Never mind that this setup doesn’t make much sense. (How could you live with your neighbor 364 days of the year knowing that he might have just taken a machete to a co-worker the night before?) Writer-director James DeMonaco does manage to wring a certain macabre humor out of the premise as the film opens with a man sharpening a giant blade on his neatly manicured front lawn, for all the cul-de-sac to see.
But the heroes of “The Purge” aren’t like that. Salesman James Sandin and his wife, Mary (Ethan Hawke and Lena Headey), are decent law-abiders, living in a tidy McMansion that has been fortified with the same state-of-the-art security systems that he has sold to all his neighbors. As Purge Night descends on their home — along with steel shutters — James and Mary curl up with a small arsenal of guns for what they hope will be just another quiet night in front of their glowing security monitors, with their kids, Zoey (Adelaide Kane) and Charlie (Max Burkholder), tucked safely into bed.

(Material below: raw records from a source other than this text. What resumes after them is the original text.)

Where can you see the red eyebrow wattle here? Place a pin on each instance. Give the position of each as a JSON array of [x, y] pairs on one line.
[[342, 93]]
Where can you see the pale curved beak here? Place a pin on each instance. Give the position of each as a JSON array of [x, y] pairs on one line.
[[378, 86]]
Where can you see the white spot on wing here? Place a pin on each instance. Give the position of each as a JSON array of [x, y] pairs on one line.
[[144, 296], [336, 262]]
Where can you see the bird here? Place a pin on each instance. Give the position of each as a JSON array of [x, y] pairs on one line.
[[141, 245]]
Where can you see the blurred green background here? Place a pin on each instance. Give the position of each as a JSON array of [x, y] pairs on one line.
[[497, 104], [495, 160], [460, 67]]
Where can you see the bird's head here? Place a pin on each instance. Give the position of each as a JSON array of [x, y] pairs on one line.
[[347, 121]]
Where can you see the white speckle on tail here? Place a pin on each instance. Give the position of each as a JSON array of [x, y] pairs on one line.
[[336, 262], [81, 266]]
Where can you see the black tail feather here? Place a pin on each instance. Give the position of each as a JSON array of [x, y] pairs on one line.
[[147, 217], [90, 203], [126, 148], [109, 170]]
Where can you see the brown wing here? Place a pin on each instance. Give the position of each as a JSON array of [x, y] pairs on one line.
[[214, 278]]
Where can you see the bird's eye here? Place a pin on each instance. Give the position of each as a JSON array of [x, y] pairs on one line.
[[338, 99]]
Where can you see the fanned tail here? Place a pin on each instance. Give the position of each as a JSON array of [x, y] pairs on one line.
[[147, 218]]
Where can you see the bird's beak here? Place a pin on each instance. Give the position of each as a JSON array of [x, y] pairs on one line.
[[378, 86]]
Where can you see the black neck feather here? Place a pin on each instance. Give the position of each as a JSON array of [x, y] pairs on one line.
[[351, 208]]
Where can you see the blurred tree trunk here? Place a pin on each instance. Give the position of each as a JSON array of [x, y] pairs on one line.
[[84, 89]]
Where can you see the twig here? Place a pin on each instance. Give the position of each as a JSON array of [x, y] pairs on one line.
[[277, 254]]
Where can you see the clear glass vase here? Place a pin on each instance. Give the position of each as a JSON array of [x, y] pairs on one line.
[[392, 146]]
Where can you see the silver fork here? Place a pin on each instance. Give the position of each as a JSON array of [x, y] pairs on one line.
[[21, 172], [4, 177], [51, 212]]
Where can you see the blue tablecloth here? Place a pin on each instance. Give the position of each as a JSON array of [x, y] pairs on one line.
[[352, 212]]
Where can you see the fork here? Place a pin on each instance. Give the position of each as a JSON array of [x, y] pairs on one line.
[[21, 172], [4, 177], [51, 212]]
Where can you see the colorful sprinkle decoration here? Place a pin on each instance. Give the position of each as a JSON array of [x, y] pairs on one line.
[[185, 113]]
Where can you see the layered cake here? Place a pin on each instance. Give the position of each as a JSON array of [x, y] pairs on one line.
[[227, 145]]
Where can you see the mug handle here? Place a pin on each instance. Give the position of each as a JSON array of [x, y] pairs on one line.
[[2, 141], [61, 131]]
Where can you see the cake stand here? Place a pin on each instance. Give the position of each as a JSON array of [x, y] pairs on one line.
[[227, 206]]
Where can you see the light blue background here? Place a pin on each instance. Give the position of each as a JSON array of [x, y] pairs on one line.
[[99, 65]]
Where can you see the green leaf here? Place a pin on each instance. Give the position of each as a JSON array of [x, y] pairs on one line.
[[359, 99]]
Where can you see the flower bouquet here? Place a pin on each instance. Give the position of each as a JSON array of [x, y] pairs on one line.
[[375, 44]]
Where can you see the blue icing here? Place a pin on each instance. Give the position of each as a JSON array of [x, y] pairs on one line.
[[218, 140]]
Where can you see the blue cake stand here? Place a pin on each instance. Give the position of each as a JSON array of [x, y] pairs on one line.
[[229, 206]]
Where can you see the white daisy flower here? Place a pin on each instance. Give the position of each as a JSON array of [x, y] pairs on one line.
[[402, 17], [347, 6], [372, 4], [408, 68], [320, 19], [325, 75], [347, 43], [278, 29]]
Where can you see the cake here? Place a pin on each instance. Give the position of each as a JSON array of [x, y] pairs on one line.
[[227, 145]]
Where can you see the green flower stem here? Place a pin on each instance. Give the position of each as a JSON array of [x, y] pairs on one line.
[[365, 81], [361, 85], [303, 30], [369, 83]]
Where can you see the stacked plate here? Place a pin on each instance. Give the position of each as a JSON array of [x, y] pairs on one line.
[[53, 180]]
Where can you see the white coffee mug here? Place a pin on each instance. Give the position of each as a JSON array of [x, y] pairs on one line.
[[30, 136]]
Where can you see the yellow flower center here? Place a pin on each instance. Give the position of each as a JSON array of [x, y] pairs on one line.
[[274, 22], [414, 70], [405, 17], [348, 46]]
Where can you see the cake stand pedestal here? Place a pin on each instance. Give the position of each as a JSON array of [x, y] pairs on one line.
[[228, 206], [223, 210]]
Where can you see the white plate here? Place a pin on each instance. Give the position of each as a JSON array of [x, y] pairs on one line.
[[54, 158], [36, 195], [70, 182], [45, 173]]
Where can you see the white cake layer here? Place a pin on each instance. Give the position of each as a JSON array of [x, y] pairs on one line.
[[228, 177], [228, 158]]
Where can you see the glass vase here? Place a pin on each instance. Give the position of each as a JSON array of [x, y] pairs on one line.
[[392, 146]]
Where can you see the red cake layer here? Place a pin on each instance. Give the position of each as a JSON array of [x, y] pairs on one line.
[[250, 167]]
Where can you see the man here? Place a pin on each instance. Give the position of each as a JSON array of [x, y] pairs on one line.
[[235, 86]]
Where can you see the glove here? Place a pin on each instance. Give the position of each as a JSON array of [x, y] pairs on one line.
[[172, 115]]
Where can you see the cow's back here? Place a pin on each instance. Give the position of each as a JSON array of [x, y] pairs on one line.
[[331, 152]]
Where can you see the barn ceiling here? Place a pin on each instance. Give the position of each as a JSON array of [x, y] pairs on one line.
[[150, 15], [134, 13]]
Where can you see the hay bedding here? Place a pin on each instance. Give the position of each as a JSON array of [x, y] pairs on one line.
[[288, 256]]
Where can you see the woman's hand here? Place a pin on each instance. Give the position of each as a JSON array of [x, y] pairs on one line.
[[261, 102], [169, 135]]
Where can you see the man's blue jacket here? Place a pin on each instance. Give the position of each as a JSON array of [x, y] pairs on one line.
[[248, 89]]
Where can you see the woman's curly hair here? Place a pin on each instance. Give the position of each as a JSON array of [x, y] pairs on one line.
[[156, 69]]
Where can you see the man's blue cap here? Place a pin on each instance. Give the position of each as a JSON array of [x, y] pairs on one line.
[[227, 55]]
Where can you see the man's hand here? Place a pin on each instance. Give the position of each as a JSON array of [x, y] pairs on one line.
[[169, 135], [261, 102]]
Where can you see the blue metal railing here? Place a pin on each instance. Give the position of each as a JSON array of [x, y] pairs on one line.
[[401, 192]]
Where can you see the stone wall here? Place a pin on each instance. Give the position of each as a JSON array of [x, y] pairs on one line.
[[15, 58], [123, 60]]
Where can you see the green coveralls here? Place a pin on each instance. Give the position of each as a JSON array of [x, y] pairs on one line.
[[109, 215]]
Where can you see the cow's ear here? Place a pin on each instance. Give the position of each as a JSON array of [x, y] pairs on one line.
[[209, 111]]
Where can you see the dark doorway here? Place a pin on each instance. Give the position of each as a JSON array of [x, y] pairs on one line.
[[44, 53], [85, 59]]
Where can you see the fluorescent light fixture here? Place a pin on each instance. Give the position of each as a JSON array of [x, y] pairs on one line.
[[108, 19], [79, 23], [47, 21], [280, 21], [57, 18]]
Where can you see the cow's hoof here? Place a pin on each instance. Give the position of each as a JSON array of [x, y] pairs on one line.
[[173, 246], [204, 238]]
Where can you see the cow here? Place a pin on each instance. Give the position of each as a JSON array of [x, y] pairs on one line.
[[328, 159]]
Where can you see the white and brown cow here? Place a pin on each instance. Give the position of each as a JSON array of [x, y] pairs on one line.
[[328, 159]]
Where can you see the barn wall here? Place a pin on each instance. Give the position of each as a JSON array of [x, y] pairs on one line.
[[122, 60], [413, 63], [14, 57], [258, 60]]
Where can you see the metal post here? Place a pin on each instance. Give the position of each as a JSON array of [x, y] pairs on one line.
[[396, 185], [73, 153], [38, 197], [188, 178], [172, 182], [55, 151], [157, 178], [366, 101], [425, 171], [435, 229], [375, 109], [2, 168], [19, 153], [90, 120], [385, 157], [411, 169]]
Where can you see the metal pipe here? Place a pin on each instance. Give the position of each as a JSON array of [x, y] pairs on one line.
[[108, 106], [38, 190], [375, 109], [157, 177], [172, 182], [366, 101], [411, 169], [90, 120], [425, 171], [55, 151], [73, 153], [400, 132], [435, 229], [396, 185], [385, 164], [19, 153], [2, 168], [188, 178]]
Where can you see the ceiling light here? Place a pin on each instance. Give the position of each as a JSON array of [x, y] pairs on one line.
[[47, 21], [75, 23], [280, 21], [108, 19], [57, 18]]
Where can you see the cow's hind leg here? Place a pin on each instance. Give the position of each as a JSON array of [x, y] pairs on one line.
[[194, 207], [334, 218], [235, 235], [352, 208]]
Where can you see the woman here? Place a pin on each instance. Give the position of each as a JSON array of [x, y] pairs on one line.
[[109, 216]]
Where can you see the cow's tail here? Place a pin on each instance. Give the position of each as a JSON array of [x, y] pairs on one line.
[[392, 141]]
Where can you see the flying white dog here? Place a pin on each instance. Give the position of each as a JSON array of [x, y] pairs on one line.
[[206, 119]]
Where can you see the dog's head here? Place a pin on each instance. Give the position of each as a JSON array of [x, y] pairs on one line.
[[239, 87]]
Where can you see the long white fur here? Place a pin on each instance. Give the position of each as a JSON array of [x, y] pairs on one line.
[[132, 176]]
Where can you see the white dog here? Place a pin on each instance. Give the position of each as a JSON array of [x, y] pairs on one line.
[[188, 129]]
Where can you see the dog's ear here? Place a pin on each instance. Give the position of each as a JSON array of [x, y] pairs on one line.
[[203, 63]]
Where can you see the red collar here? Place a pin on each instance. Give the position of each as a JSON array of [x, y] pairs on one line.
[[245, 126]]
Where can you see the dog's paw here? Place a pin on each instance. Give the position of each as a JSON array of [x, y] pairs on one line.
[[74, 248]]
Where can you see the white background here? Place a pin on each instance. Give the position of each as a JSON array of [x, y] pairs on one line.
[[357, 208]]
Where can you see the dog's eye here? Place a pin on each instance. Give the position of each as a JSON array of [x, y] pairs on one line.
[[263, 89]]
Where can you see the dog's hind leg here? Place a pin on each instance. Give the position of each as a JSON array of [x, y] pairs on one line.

But a couple of things happen to destabilize the situation. Zoey’s boyfriend (Tony Oller) has sneaked into the house before curfew so he can talk to James about why Zoey has been forbidden to see him. And then Charlie, the family’s soft-hearted son, lets in a wounded man (Edwin Hodge) whom he spots on one of the house’s security cameras, crying for help. Next, the power is cut after a bloodthirsty gang materializes on the Sandins’ doorstep, demanding that the family release the injured stranger as their rightful prey or risk annihilation. With the exception of their stoically courteous leader (Rhys Wakefield), they all wear creepy, if faintly ridiculous, masks and prance around as if they’re on acid.
As it turns out, the security system isn’t so foolproof. It also turns out that James isn’t all that decent, either, as his first choice is to throw the asylum seeker to the wolves.
Soon, the Sandins find themselves battling not just for their lives, but for their very souls.
This adds a level of moral intrigue that raises the film a cut above the caliber of other such slasher films. Still, it’s no “Straw Dogs” (either the 1971 version or the 2011 remake), let alone “Funny Games.” Those disturbing works used the home-invasion scenario to question the notions of machismo and revenge and the modern fascination with movie violence. “The Purge” is more of a nutty if bloody lark, with a strange artificiality to the behaviors it portrays. That blunts the sharpness of any cultural critique it might aspire to.
Why masks, for instance? They seem less about hiding — i.e., an allusion to shame or guilt that might humanize the killers — than about what works in scary movies. The killers wear them not because they need to, but because we need them to.
Which brings me to what’s most effective, yet also most troubling, about “The Purge.” Judging from the spontaneous applause that broke out during certain scenes of carnage — good guys blowing away bad guys, of course — we’re not that far away, after all, from the society depicted in the film. The people of 2022 may “release the beast” by slaughtering their fellow Americans. In 2013, that’s still what we go to the movies for.